Today, registration maintains about the same level as in the last year of the programme and is routine in everyday clinical work. The computerization of the patient records [20], together with the online NDR registration routine, has contributed to the diabetes nurse specialists’ use of the computer, not only for documentation. In the meeting with the patient, the diabetes nurse now uses the NDR registration variables as a structured, pedagogic instrument that creates good opportunities to help the patient participate in her/his self-care [23]. This benefit contributes most likely to the sustainability of the follow-up method [14].
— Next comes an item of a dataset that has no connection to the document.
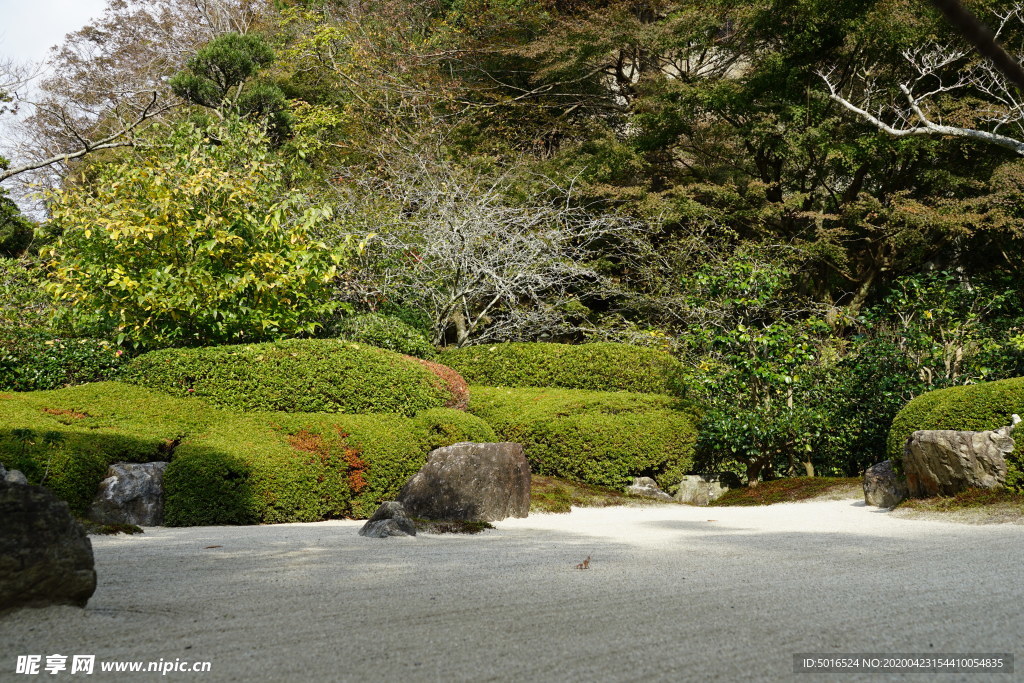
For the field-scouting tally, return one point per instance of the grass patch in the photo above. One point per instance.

Quality management in practice should lead to better care and well-being among the patients. Therefore, during the implementation programme and afterwards, compilations of medical results (HbA1c, blood pressure, cholesterol, etc.) have continuously been reported back to the PHCCs for analysis and improvements. We have, in an early minor study, as aforementioned, found a positive association between registration rate and achievement of medial goals for HbA1c and blood pressure [22]. An association between quality improvements in health care and the quality registers has also been shown by the Boston Consulting Group [24]. Of great interest is to follow the development some years after the financial support has ceased. The next step will be to compile and analyse the NDR statistics and compare performance over time between units and with the country average.